Flat files are sent to IBM DataStage by CDC Replication when either data limits are reached (determined by the Batch Size Threshold settings that you indicated in the IBM DataStage Properties dialog box in Management Console after mapping your tables) or when a refresh or mirroring operation ends.
Understanding the Flat File workflow
- SPFolderPath
- The full path name for the folder that IBM DataStage searches for the source flat files created by the CDC Replication Engine for InfoSphere® DataStage.
- SPFileNamePattern
- The file name pattern used to identify the source flat files created by the CDC Replication Engine for InfoSphere DataStage.
- SPEndFileNamePattern
- the file name thatIBM DataStage creates when subscriptions stop mirroring. The name of this file signals IBM DataStage to stop. If you do not want IBM DataStage to stop, you can change the name of the file with this parameter.

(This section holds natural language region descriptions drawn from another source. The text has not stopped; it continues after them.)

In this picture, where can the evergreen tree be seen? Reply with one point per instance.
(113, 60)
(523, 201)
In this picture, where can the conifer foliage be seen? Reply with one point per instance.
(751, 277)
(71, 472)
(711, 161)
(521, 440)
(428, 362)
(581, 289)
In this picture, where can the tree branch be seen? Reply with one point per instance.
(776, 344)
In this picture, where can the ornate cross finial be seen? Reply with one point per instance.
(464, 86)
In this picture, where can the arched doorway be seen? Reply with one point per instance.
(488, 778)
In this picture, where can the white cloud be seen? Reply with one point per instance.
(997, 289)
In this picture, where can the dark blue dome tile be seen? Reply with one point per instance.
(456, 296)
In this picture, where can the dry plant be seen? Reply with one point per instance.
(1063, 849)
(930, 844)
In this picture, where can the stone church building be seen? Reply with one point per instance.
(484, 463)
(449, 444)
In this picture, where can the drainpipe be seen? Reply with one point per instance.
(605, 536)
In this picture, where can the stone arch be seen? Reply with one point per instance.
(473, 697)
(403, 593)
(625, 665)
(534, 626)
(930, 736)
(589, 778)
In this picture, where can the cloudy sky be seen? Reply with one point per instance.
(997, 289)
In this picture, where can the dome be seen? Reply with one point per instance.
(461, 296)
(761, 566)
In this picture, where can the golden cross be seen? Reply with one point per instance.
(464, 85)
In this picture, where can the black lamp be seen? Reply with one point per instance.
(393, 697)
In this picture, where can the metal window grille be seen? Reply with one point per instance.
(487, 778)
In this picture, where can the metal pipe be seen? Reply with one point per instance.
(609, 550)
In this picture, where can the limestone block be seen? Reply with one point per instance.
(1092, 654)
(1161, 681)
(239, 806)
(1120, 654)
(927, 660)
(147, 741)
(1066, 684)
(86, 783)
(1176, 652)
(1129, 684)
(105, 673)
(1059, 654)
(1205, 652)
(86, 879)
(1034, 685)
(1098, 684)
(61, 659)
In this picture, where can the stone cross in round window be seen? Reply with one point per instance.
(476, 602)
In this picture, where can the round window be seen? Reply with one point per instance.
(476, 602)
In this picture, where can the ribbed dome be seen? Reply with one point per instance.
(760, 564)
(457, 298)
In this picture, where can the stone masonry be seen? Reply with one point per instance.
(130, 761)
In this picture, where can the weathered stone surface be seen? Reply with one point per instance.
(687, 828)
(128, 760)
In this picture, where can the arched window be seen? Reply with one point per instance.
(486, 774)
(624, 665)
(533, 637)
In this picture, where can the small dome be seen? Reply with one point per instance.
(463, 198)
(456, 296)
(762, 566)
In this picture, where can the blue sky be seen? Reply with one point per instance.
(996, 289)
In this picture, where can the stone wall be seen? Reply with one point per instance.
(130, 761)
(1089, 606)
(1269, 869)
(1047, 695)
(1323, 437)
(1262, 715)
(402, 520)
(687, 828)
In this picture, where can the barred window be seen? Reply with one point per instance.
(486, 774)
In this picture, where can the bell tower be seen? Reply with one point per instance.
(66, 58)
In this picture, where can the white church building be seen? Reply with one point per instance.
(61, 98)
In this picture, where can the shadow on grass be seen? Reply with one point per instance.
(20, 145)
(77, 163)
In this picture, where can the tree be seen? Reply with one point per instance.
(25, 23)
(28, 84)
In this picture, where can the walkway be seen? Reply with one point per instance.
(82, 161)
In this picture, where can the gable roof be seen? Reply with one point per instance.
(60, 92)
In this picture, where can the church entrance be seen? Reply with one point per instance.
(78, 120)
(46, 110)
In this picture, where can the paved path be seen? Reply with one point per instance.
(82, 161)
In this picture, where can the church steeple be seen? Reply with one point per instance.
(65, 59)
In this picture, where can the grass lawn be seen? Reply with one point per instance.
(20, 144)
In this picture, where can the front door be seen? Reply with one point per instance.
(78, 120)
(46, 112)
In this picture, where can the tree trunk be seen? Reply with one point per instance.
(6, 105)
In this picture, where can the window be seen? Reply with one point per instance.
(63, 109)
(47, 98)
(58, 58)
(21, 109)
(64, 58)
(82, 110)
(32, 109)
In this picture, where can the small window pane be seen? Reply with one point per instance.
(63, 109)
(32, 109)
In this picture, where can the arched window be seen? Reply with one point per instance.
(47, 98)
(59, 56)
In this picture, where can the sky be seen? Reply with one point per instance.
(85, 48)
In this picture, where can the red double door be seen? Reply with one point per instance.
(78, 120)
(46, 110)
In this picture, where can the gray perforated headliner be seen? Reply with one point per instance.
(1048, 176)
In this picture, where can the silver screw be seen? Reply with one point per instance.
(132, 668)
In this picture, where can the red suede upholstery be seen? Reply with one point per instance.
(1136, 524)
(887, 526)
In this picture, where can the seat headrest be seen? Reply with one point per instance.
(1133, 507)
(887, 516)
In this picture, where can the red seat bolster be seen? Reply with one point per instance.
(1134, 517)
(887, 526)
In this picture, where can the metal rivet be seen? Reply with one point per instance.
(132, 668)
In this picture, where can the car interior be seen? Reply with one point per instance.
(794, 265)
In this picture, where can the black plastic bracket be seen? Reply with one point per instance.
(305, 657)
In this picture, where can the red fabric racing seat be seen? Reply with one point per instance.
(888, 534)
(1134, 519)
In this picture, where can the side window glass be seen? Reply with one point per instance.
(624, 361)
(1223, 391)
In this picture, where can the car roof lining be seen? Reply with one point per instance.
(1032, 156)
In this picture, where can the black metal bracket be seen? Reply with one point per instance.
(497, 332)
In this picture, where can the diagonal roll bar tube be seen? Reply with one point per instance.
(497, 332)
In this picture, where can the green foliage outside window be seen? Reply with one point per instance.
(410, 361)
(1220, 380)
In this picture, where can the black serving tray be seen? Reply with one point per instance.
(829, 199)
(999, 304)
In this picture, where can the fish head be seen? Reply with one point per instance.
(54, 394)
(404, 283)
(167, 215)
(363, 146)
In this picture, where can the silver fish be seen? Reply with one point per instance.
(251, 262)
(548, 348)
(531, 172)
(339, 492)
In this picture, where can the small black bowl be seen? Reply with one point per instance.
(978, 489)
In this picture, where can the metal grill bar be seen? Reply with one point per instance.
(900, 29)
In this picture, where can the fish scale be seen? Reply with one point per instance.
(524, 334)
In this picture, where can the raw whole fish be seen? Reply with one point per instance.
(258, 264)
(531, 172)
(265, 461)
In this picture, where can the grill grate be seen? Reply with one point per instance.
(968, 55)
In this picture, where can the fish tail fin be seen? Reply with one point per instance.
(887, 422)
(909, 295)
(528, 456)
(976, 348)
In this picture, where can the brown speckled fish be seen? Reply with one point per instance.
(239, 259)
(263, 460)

For the Flat File connection method, CDC Replication creates units of work that will be picked up and processed by IBM DataStage. The process begins once a refresh or mirroring operation begins, and the CDC Replication Engine for InfoSphere DataStage starts writing change information to temporary data files for only those tables in the subscription for which there are changes. Once the Batch Size Threshold limits (or the Time Limit Threshold limit, whichever comes first) are met, the CDC Replication Engine for InfoSphere DataStage hardens the temporary data files at the subscription level with timestamps in the filenames and saves them to the flat file location. No data files are produced for tables that have no changes. Once the refresh or mirroring operation is ended, <TABLE_NAME>.STOPPED files, which serve as status flags, are produced for each table in the subscription, then the bookmark is updated. These files are ready for consumption by the IBM DataStage job.
- On the computer where the source database is installed, the CDC Replication Engine for InfoSphere DataStage service for the database reads the transaction log to capture changes.
- The CDC Replication Engine for InfoSphere DataStage server transfers the change data according to the replication definition.
- The CDC Replication Engine for InfoSphere DataStage server hardens the files and deposits them in the flat file location.
- The IBM DataStage sequential file reader retrieves the flat files as part of an IBM DataStage job and transforms them.
- The IBM DataStage sequential file reader deposits the transformed flat files in the new flat file location.